Alongside Mégarama, Pathé and CinéAtlas, the multiplex market will see the entry of a fourth player in 2024. Chaired by Hakim Chagraoui, distributor of brands specializing in projection and sound, the Moroccan company Cinerji has announced the opening, by 2027, of 28 multiplexes for a total of 150 rooms. The network will include old cinemas, new theaters in shopping centers and others built on bare land.
Investment amount: 400 million dirhams, half of which is financed with equity. “The rest comes from a Moroccan fund and another, foreign, already present in cinema in the Middle East. I can’t say more for the moment,” says the founder, who insists on a “business model” closer to events than to cinema: to compensate for the price of the ticket at 40 dirhams (3.70 euros), the businessman wants to bet on food and drink, as well as renting rooms to companies.

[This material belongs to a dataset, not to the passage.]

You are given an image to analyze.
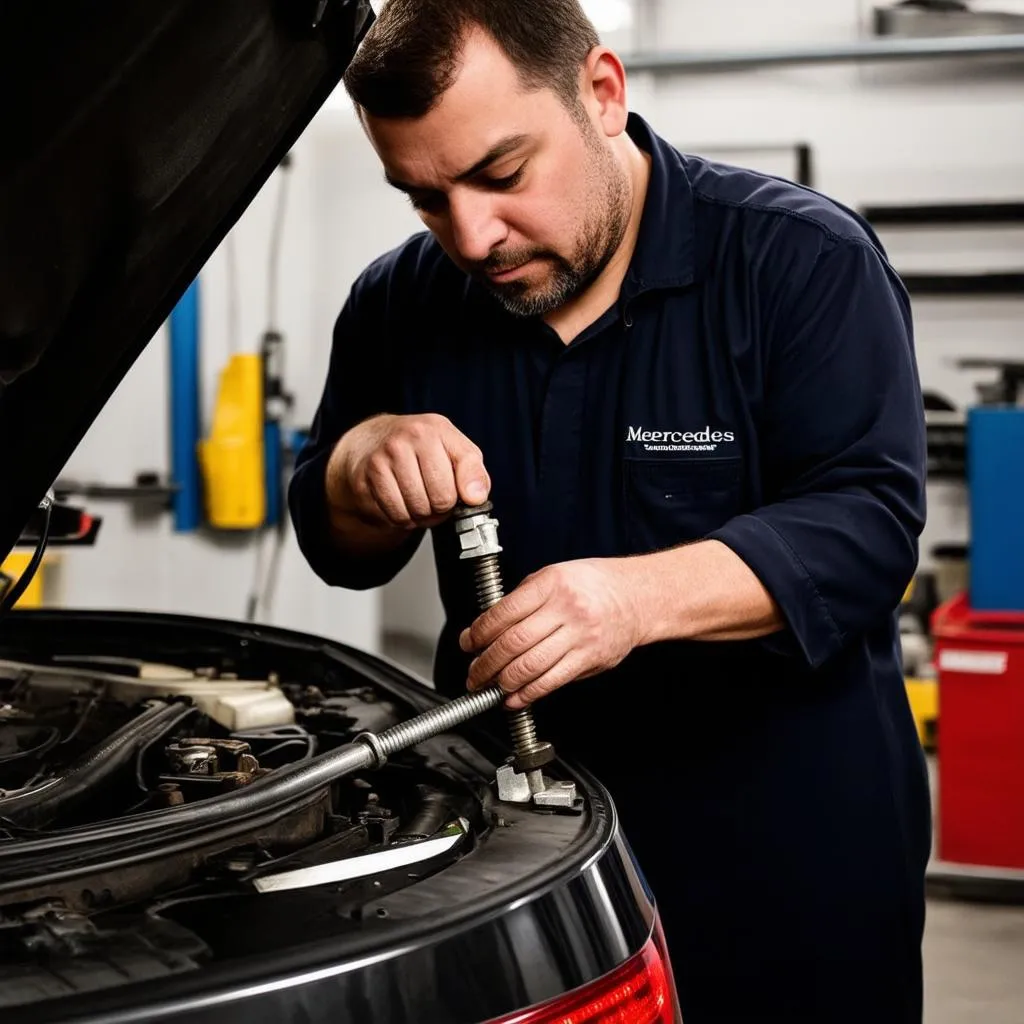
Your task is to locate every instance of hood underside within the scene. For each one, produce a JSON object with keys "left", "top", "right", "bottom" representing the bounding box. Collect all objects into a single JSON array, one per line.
[{"left": 0, "top": 0, "right": 373, "bottom": 552}]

” I do not believe it. The starting bet is enormous and the number of rooms announced utopian, nuance a professional, who wishes to remain anonymous. Cinerji wants to go low-cost, but that’s not the trend. To convince a viewer to leave their living room, you have to offer them a premium experience. In 2009, the CCM was already planning to open 300 new cinemas thanks to the creation of an investment fund. “A stillborn project”, summarizes an operator, who calls for “an urgent awareness” of the public authorities.
“Reviving this heritage”
To increase attendance, the Ministry of Culture announced the transformation in 2022 of 150 places belonging to it to make them screening rooms with an entrance ticket at 20 dirhams. But the project has been postponed until 2024, officially due to the delay in material imports from China. “We don’t know anything about the schedule or who will be in charge of managing these places. We are already having trouble finding projectionists, ”wonders Hassan Belkady, who points to the lack of training in exhibition trades.

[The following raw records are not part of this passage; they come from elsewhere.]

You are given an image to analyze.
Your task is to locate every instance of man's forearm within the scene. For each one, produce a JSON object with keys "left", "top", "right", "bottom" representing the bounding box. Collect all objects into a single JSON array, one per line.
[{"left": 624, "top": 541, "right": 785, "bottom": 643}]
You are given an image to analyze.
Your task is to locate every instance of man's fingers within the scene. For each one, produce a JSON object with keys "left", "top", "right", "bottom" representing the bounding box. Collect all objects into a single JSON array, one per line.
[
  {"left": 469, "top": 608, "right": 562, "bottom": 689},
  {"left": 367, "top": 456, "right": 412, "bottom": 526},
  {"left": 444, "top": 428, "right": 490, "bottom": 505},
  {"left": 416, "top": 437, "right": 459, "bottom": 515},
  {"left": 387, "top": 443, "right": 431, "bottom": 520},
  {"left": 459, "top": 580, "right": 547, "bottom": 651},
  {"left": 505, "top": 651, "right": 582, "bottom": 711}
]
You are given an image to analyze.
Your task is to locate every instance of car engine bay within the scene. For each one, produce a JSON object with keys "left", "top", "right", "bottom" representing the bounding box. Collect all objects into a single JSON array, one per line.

What about, meanwhile, the dozens of cinemas that have closed in recent years? Hicham Falah, also general delegate of the Cinémathèque de Tanger, recommends continuing the experiences of buyouts by the authorities carried out in Agadir and Tangier. “Even if the law regulates the destruction of cinemas, the owners prefer to let them deteriorate, to the point that their demolition becomes a measure of public safety. »
For his part, Tarik Mounim pleads for a partnership between municipalities and civil society, like the Louxor cinema in Paris. “In Casablanca alone, there are about twenty classified cinemas. We must revive this heritage, “he warns. His dream: to reopen the Ciné-Palace in Marrakech, partially destroyed in 2018. Built in 1926, the place is a carbon copy of a legendary cinema: the Eden of the Lumière brothers, in La Ciotat.